Eric Holder is retiring from his post as Attorney General this month; leaving behind a mixed legacy as the first African American to hold the position. When first appointed by President Obama in 2009, he was hailed as the new voice for civil rights in the cabinet; pre-emptive praise well-earned from his impressive career as a lawyer in Washington D.C. During his tenure, America has been through a whirlwind of change. Holder has entrenched some liberal values in the Department of Justice concerning civil rights and undocumented immigration policy. However, when encountering situations placing the Obama Administration’s reputation in question, Holder retreated from those same values to protect the reputation of the President and the Executive Branch. His successor (who has not been announced) will determine whether Holder’s restraining of the press becomes the norm and if hiding government operations from citizens takes priority over the First Amendment.

In 2013, the Supreme Court ruled that Section 4 of the Voting Rights Act of 1965 was unconstitutional in Shelby County v. Holder. Section 4 concerns the enforcement of Section 5 of the act, and mandates that states with a history of discriminatory voting laws (mostly southern states and parts of New York and California) have federal government approval before making electoral law changes. These changes include the redrawing of districts and voter identification necessary for registration. By siding with Shelby Country and ruling Section 4 unconstitutional, the Supreme Court undermined the Department of Justice, severely limiting Holder’s resources to challenge discriminatory laws. His attempt to battle discrimination is a valiant one. By acknowledging that systemic racism is maintained by subtleties in county voting laws, Holder is refusing to allow race to disappear as an issue. Since the ruling, Holder and the Department of Justice utilized Section 2 of the Voting Rights Act; stipulating the prohibition of discriminatory voting practices. Although Holder could only act once legislation was passed, his crusade against voting restrictions have resulted in lawsuits pending in North Carolina and Texas. Holder confronted discriminatory voting practices by consistently challenging their legality, and ensured that voting rights will remain at the forefront of the Department of Justice’s agenda.

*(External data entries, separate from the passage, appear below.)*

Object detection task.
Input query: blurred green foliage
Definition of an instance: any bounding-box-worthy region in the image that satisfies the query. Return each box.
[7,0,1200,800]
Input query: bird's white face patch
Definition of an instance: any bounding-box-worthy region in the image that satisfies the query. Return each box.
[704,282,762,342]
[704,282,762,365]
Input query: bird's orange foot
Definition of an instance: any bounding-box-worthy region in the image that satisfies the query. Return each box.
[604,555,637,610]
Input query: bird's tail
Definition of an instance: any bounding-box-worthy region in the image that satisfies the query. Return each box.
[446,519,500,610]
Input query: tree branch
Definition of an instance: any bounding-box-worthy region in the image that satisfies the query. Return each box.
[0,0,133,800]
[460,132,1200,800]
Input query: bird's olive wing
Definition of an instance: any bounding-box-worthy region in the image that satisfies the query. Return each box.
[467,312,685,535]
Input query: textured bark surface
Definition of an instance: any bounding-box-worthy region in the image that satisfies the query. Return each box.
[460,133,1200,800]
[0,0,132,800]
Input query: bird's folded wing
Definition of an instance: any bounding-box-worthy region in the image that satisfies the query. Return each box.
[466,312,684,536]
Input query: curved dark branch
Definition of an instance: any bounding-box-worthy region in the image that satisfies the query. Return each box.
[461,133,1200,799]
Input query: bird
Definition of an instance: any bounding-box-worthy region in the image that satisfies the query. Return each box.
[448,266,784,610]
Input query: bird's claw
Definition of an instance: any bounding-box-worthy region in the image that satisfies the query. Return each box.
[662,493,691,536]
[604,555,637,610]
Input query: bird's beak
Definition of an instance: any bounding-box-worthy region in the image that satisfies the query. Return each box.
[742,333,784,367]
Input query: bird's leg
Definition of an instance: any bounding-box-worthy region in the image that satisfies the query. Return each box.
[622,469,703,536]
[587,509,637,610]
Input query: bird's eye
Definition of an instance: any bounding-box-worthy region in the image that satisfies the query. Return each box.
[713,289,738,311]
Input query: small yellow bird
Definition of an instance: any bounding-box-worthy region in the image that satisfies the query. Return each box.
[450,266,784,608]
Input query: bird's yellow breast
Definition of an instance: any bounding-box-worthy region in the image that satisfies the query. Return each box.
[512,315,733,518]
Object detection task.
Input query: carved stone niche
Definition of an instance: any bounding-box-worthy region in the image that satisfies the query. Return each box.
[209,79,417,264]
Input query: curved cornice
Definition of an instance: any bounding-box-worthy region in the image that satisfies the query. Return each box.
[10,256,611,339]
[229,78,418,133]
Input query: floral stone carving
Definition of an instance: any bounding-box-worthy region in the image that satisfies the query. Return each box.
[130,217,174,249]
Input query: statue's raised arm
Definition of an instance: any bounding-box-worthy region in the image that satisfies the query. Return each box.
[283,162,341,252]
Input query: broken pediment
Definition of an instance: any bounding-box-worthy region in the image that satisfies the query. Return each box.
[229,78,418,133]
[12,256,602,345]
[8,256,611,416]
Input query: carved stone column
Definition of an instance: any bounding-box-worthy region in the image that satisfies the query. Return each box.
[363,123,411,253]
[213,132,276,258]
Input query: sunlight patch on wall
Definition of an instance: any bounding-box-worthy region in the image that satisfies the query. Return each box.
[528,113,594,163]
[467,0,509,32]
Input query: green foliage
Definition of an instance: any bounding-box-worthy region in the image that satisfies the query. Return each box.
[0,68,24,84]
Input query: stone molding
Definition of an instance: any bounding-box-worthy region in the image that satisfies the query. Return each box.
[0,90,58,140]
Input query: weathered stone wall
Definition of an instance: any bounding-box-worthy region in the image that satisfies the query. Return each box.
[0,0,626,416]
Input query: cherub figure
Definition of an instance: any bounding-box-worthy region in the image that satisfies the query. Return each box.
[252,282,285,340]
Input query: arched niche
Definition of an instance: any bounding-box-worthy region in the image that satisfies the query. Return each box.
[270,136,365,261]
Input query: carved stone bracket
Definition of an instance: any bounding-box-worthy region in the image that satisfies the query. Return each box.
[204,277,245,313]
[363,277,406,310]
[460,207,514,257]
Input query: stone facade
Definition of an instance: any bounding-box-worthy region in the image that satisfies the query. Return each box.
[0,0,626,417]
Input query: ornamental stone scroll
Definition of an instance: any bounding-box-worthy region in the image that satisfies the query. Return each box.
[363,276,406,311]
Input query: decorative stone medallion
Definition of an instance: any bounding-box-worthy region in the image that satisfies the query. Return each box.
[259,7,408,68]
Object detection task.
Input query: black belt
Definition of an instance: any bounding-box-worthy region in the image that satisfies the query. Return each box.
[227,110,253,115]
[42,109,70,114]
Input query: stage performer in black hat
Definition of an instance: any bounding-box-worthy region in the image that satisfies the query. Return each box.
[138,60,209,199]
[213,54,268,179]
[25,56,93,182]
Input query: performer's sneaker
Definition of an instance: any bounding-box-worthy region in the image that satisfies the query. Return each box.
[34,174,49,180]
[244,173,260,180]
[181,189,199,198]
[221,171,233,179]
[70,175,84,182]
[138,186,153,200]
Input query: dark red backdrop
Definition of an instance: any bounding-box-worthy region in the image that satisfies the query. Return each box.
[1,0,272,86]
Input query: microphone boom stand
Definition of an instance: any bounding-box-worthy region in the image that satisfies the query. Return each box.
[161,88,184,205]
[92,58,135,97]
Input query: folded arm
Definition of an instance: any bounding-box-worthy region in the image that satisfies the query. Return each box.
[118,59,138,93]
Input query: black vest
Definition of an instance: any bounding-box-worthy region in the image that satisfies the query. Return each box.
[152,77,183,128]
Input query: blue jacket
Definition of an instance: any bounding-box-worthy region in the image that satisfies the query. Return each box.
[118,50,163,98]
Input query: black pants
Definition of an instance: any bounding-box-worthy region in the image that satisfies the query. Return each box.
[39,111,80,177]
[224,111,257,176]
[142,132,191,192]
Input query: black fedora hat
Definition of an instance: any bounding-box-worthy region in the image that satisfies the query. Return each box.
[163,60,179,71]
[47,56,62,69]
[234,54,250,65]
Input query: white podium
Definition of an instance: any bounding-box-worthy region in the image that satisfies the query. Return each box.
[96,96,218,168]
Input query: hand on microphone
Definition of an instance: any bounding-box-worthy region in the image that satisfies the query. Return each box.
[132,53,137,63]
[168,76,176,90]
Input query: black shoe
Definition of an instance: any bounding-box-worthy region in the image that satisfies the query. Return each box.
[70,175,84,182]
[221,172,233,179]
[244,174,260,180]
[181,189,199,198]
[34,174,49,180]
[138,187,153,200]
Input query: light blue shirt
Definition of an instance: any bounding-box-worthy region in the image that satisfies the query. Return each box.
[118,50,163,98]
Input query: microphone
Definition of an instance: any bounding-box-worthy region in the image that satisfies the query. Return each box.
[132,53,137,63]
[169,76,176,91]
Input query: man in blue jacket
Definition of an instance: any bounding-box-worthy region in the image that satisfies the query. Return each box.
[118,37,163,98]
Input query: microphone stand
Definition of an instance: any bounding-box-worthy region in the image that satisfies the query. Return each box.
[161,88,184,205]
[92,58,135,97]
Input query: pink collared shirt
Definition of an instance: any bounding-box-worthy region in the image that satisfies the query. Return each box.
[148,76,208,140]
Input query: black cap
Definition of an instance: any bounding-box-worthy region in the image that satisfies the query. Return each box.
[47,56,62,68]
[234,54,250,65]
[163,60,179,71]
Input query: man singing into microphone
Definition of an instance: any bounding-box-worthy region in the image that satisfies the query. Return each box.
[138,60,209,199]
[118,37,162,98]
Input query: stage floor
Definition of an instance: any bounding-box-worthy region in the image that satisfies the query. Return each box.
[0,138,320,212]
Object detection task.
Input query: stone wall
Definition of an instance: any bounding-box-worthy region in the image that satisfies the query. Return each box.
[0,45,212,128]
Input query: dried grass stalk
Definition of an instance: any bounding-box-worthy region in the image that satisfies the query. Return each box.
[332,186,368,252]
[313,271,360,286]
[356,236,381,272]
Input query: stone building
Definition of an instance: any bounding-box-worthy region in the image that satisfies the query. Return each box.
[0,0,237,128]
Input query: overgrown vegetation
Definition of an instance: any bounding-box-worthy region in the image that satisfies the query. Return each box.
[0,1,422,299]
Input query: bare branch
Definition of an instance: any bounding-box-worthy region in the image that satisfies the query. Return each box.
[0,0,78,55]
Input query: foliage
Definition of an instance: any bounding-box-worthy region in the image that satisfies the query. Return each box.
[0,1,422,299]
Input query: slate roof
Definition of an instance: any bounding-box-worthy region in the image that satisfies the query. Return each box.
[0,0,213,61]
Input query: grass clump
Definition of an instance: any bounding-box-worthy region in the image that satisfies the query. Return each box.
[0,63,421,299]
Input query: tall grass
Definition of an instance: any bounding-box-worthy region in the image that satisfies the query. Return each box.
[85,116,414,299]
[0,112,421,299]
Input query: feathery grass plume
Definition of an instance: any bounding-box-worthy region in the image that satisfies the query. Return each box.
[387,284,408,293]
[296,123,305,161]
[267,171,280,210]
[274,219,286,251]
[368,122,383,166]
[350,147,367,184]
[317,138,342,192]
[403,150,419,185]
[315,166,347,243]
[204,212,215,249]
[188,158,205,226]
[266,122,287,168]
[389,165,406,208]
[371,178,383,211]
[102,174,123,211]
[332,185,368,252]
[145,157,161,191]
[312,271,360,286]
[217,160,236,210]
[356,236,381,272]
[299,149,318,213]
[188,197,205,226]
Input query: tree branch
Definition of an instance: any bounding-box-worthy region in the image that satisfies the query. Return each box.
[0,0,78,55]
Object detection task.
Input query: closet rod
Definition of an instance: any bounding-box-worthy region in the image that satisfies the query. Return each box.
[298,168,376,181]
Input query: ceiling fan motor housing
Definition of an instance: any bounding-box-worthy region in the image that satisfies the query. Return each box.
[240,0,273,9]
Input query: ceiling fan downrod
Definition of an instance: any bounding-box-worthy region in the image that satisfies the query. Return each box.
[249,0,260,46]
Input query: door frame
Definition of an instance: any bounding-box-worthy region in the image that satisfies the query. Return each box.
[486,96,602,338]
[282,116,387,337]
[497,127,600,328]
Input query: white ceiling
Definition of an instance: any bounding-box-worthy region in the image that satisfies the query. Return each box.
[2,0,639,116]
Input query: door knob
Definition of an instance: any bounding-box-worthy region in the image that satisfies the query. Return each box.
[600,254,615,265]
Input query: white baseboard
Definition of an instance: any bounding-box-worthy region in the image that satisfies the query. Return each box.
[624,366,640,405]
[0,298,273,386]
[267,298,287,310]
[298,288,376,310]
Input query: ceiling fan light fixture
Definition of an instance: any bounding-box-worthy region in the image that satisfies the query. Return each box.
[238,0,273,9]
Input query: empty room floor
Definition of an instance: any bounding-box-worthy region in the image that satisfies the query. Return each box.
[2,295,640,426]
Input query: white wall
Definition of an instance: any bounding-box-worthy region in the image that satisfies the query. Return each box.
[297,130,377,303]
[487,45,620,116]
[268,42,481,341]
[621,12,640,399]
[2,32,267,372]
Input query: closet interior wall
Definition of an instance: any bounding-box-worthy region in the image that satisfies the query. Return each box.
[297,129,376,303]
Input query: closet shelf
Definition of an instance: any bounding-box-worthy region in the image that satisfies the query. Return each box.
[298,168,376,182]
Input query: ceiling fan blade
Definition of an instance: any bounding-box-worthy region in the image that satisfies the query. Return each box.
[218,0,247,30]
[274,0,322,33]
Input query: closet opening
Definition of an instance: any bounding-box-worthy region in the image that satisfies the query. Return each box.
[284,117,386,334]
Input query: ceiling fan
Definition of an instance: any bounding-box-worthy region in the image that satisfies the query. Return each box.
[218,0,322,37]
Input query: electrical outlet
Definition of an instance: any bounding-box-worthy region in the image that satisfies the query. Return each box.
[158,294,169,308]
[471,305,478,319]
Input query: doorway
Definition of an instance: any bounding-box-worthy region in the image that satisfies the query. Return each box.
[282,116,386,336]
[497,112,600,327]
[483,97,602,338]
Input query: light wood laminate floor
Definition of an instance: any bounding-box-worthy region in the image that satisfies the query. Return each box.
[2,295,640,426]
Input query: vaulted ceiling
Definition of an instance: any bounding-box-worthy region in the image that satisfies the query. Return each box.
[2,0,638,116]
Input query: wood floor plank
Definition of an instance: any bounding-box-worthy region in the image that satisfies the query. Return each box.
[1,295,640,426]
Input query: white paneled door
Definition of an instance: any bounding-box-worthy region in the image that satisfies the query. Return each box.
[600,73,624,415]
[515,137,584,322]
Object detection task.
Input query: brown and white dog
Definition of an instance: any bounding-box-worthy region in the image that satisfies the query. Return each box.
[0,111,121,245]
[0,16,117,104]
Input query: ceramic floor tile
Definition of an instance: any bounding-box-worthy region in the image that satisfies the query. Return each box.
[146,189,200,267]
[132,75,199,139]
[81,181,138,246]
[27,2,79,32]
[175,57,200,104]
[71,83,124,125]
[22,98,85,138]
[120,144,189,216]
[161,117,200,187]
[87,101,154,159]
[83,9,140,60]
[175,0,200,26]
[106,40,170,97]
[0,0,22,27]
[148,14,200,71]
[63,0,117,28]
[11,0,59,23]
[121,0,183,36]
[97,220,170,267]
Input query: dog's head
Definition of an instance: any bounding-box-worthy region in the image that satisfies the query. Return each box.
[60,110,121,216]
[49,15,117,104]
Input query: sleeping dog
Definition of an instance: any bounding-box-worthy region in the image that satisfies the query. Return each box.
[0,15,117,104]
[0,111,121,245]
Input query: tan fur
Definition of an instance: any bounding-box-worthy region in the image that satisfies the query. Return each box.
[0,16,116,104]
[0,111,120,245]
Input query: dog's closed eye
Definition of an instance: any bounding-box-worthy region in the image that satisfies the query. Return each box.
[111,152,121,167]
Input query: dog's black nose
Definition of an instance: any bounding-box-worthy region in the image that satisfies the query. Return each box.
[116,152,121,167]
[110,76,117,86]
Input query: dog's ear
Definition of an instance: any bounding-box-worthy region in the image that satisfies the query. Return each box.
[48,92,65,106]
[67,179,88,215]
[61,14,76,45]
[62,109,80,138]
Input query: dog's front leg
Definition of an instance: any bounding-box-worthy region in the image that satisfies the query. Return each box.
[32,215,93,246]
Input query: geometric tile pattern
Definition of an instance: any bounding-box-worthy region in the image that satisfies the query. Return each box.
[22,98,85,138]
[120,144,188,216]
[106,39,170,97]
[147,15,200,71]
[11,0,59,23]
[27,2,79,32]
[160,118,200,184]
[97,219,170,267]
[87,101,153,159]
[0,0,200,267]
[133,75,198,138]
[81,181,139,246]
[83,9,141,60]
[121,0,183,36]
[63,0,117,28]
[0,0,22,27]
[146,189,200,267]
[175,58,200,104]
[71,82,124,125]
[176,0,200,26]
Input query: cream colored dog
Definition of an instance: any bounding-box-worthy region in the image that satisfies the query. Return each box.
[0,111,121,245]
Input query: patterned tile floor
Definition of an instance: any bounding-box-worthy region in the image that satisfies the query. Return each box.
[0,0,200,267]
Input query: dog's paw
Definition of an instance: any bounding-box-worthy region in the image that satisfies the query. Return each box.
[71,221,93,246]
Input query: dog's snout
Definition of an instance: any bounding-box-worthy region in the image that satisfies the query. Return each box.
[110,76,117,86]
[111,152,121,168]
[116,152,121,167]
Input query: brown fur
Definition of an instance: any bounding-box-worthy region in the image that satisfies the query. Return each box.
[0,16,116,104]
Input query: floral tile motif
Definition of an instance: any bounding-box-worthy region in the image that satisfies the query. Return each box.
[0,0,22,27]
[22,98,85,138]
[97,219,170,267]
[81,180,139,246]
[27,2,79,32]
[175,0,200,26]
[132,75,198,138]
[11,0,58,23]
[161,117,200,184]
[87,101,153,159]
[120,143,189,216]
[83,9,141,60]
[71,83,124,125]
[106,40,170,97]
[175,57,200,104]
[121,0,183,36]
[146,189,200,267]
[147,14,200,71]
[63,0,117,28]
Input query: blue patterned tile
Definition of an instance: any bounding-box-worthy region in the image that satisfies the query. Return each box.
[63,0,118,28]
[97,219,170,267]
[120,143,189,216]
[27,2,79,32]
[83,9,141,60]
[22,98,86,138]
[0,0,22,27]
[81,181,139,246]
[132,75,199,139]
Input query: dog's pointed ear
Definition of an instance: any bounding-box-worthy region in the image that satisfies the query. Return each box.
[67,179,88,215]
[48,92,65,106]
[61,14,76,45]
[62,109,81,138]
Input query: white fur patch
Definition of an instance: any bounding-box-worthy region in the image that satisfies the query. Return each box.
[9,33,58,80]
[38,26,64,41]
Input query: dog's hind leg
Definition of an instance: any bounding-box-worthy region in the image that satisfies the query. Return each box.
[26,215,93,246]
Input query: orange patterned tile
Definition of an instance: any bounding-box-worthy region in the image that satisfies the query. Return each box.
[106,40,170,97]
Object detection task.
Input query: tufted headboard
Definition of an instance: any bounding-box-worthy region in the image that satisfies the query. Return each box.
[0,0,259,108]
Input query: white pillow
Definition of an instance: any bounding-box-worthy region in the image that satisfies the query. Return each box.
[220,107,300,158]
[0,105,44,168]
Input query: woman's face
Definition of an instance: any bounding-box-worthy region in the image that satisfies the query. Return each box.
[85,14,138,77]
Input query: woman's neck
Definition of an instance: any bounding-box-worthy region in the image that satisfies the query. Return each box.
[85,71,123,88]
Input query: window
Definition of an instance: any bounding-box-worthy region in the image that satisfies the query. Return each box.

Attorney General Eric Holder similarly challenged racist immigration policies; specifically Arizona’s SB1070 in 2011. The law in question would have allowed Arizona police officers to check papers at any given opportunity, including routine traffic stops, criminal investigations, or any crime unrelated to residency status. As officers could question individuals at the officer’s discretion, the policy targeted individuals who looked ‘illegal’ to police officers. Holder immediately spoke against the law and took measures to halt its enforcement. The Ninth Circuit of Appeals struck down SB1070, stating that the law led to racial profiling. As the flux of undocumented migrants in southern states increased, so did the willingness to subject citizens to racial profiling and violations of privacy. Holder, by maintaining the Department of Homeland Security’s jurisdiction of immigration issues, limited racially motivated crackdowns on undocumented migrants.

In contrast, Holder’s record falters when weighing national security with the First Amendment. Specifically, during his tenure Holder prosecuted those who had leaked classified information in the name of national security. The United States has historically held journalist’s confidentiality of sources in high regard; preventing possible witnesses from forced testimony in courts. Yet under Holder the Justice Department have sought criminal charges in eight leak cases during the Obama Administration; an unprecedented number of prosecutions which limit the rights of the press. For example, James Risen of The New York Times was subpoenaed in 2013 regarding information from his book State of War. The book reveals classified information regarding the American policy concerning the nuclear potential of Iran. Risen’s testimony would support the government investigation of Jeffrey Sterling, a former CIA official. The United States Court of Appeals supported the Justice Department and ordered Risen to testify, claiming that “reporters have no privilege to refuse to provide direct evidence of criminal wrongdoing by confidential sources”. Should the press continue to be trampled in the name of security, inquisition of government activities would be restrained, something with grave consequences in a liberal democracy.

Eric Holder leaves his post as Attorney General with a somewhat questionable record. His stance on civil rights and undocumented migration will be touted by liberal America for years to come; preventing discrimination in poll booths and on the streets of border states is certainly no easy feat. However, his tenure is tainted by narrowing First Amendment rights, particularly with regard to how Holder handled government leaks and press freedom. Historically considered a cornerstone of America’s democracy, the press has been gagged by forced source admission and criminal accountability for the release of classified information. Holder represents a new government; one that prioritizes security over civil liberties. Many of Attorney General Holder’s initiatives are admirable, but to sacrifice some of our core constitutional values in the name of security is contemptible. His successor’s tenure will reveal if Holder’s trade-off is unique or trend-setting.